Ритка с презрением посмотрела на Лёлика. Что можно объяснить такому? Точнее, что он может понять о том светлом и чистом, чем сегодня одарило её небо? Да и не стоит он того, чтобы говорить ему об этом, в самом деле! Ритка шагнула вперед.
— Так, Лёлик, слушай меня и не перебивай. Я тебе ничего и никогда не обещала. Поэтому прав у тебя на меня никаких нет. А значит, я могу вести себя, как хочу. И встречаться с кем-то другим тоже. Этот парень — мой старый друг, мы с ним в одном дворе росли с детства. Я его не видела много лет, сейчас он в отпуске после морского училища. И вы его пальцем не тронете, понял? Если же хоть кто-то начнёт качать права, то я за себя не ручаюсь!
Ритка твёрдо взглянула в глаза парня, стоящего напротив.
— Лёлик, ты же меня не знаешь совсем. Может, у меня справка из психушки есть? Вот возьму перед отъездом и спалю твой дом, а? И может быть даже вместе с тобой. Ты об этом не подумал? А потом пусть ищут. Ты же даже фамилии моей не знаешь, урод!
— А я у твоей маман спрошу! Если не ответит…
— И тут не угадал! Но объяснять я тебе ничего не буду. Теперь вали отсюда, мне с тобой говорить некогда. Меня парень ждёт. Настоящий, классный парень, а не такой сморчок, как ты!
Лёлик ошарашенно смотрел в спину девчонки, идущей к крыльцу дома. Потом, опомнившись, крикнул ей вслед:
— Эй ты, борзая! Не трону я твоего морячка, мы флотских уважаем, ясно тебе? Но ты ему передай: если ещё раз здесь увижу, то грохну его, и дело с концом.
Ритка гневно обернулась:
— А справишься?
— Если с ним не справлюсь, то тебя пришью, Ритуся! И легче, и приятней!
— Рискни здоровьем! — Ритка захлопнула за собой дверь дома и обессиленно привалилась к стене коридора. Встреча с наркоманом расстроила и напугала её. Она совсем забыла о предупреждении Лёлика. Точнее, просто не приняла его всерьёз. Теперь, похоже, дело принимало совсем другой оборот.

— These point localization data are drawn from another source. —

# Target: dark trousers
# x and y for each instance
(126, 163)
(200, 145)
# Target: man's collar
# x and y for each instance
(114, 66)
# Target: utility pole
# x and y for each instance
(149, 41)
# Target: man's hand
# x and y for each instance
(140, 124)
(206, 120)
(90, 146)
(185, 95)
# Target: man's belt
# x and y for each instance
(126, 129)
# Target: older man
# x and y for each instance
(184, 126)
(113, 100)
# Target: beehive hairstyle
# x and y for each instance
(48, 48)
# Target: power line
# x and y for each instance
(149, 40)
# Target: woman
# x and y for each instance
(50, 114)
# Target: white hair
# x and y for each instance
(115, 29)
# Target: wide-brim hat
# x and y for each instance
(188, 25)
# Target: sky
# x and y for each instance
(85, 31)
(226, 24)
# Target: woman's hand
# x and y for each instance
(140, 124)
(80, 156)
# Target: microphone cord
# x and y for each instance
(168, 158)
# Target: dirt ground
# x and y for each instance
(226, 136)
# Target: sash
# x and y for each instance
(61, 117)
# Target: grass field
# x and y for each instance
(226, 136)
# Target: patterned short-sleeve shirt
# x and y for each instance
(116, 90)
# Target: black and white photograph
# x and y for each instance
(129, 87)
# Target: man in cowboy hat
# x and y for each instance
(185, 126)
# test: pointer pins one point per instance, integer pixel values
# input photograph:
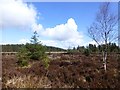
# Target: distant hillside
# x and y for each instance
(16, 47)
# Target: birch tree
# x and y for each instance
(104, 29)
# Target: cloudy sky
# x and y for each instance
(60, 24)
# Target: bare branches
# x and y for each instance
(104, 27)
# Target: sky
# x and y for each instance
(59, 24)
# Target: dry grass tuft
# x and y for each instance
(28, 82)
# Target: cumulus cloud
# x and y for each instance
(63, 31)
(23, 41)
(15, 13)
(37, 27)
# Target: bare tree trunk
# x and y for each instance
(105, 60)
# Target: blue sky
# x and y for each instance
(58, 24)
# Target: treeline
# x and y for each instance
(16, 47)
(92, 48)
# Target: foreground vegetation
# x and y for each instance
(64, 71)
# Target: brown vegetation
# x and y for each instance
(65, 71)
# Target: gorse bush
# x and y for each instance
(86, 52)
(33, 51)
(23, 57)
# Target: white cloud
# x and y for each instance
(15, 13)
(63, 31)
(23, 41)
(37, 27)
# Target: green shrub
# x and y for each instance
(33, 51)
(22, 63)
(46, 61)
(86, 52)
(23, 57)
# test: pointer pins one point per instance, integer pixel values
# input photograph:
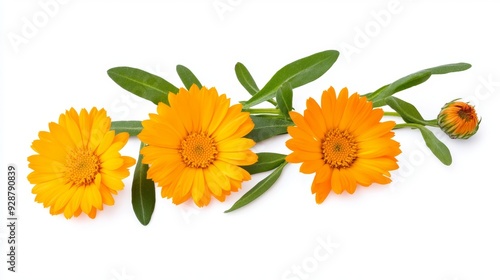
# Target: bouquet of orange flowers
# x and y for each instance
(198, 145)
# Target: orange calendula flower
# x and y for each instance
(195, 146)
(458, 120)
(78, 166)
(343, 142)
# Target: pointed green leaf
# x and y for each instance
(267, 127)
(246, 80)
(406, 110)
(449, 68)
(284, 97)
(132, 127)
(187, 77)
(437, 147)
(143, 192)
(411, 80)
(266, 162)
(258, 189)
(399, 85)
(297, 73)
(142, 83)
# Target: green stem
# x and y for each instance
(410, 125)
(392, 114)
(263, 111)
(273, 102)
(432, 123)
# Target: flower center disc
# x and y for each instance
(465, 113)
(339, 149)
(82, 166)
(198, 150)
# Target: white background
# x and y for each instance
(433, 222)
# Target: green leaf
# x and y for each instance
(246, 80)
(284, 97)
(399, 85)
(143, 192)
(297, 73)
(449, 68)
(132, 127)
(266, 162)
(142, 83)
(258, 189)
(187, 77)
(411, 80)
(437, 147)
(267, 127)
(406, 110)
(372, 95)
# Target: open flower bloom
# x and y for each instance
(458, 120)
(195, 146)
(78, 166)
(343, 142)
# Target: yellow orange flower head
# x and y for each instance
(78, 166)
(458, 120)
(343, 142)
(195, 146)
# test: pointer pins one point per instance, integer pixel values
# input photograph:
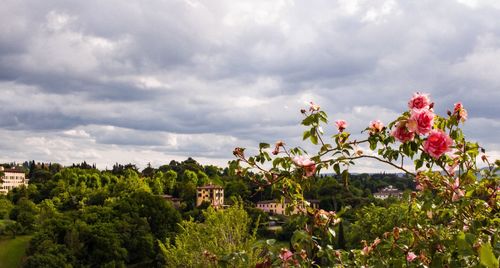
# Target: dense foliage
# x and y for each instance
(451, 220)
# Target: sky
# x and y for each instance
(154, 81)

Говорить о произошедшем инциденте Саше Ритка не стала. Не хотелось ей портить замечательный вечер. После концерта они, взявшись за руки, долго бродили по улицам Армавира. Когда подошел час прощаться, Рита заспешила к остановке троллейбуса.
— Сань, ты меня не провожай, хорошо? Я от остановки сама до дома добегу, там всего-то три квартала.
— Ни за что на свете! Одну я тебя не отпущу, посмотри, темень какая. Чего это ты выдумала, Ритка? Поедем вместе, потом доведу тебя прямо до калитки. — Санька заскочил следом за ней на подножку подошедшего троллейбуса. — Или я тебе так надоел за сегодняшний вечер?
Ритка посмотрела в его лицо и промолчала. Ей самой не хотелось расставаться с ним. Даже несколько минут рядом с Санькой были для неё настоящим счастьем.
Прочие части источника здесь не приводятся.